In November, I wrote about how Jodie Leidecker, a mother of two from Berea, Kentucky, who has been involved in the movement to save recess, had started to organize other parents to see about getting a low or no homework policy in her district. (You can read the previous entries here and here.)The principal wrote to her to tell her that there was already a homework policy in place, but invited her to a meeting of the Site Council the following day to discuss the issue further. There, they talked about surveying the parents to find out current attitudes on homework.
About a month later, Jodie heard again from the principal. He told her that the Board was leaning towards not surveying the parents, but again he invited her to give him “her perspective.” So Jodie wrote to him:
My perspective is that we would be losing a valuable and needed survey that would give us great insight and help improve our children’s school experience.

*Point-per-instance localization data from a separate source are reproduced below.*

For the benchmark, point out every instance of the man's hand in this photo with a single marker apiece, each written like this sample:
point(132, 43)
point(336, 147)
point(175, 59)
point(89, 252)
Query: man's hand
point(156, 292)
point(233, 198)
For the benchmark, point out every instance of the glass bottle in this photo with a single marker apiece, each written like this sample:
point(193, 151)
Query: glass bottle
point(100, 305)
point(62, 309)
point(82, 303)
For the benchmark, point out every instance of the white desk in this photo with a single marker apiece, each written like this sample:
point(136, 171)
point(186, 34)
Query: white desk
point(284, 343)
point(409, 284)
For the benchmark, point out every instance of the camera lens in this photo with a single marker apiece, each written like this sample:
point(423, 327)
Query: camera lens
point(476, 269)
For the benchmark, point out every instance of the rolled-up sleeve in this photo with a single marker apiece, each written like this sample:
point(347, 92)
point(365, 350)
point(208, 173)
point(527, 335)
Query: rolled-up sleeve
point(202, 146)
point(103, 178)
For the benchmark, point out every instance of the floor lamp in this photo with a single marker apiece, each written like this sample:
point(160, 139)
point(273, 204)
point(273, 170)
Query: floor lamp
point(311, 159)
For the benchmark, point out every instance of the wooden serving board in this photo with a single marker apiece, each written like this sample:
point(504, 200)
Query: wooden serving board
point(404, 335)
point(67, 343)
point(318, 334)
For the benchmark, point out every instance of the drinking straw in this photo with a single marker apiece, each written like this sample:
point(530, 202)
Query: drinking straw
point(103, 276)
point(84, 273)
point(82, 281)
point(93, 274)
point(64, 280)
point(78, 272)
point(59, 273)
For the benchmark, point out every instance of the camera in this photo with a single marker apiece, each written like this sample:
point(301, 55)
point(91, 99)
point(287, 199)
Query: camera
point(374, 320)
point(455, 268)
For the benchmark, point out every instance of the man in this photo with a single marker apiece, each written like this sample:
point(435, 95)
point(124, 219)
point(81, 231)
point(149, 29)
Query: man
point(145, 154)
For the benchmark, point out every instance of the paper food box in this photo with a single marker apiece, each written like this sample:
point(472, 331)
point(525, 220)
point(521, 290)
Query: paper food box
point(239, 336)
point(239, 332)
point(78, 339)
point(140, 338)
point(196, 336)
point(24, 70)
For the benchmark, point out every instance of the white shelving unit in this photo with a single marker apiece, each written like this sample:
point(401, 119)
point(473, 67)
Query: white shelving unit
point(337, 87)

I know that many parents are concerned about this issue. Our policy is bare-bones and leaves much to interpretation, but why should we settle for merely adequate when we can make all kinds of progressive, family-friendly changes? We could even try a two-week no homework period if all parties agree. There is so much we can do to support our kids and I strongly believe that we should make all efforts to do so. The question we should be asking is not “Isn’t this good enough?” but “Is there something more we can do to improve the lives (and learning) of the kids we are serving?” Revamping the homework policy is one way we can show the kids of BCHS and their families that our school is responsive to their needs and willing to go the extra mile for them.
Apparently the principal was convinced by Jodie’s response; he invited her to the next monthly site-based council meeting for further discussion of the issue.
One thought on “Moms (and Dads) on a Mission–Even more from Berea, Kentucky”
The years of middle school – 5th through 8th grade, was the biggest nightmare of my life when my daughter was in school. She brought home stacks of books every night, and I struggled for hours to get her to do it. Only to find out at the end of the term that the assignments were never handed in, because it was too hard to walk up to the teacher’s desk and turn in an assignment. Between 7th & 8th grades, I finally had her tested to find out that she was Inattentive ADHD, despressed, with mild schizophrenia. I found out what I needed to do to work with the school, and asked them (as required by law) to work with her. Finally, half-way through the year, I allowed her to be home schooled, although as a working single mom, I didn’t know how she would manage to do it on her own. I also told her that she would have to take the test at the end of the school year, and if she didn’t pass it, she would have to go back to school. She loved it, and excelled in all her studies, and passed the test with flying colors. When she started high school, it was a completely different story. Class times were longer, so she was able to complete her assignments at school and therefore had no homework.I don’t believe that homework is beneficial to learning. If teachers can’t teach children what they need to know in the 7+ hours they have them every day, they’re not teaching them right. My daughter was bright and loved learning in elementary school, but the enormous load homework caused her in middle school turned her off from school so completely that she never finished high school, with only a couple of credits left, and is completely against going to college. instead, she is doing an on-line writing college course where she can learn on her own, at her own speed.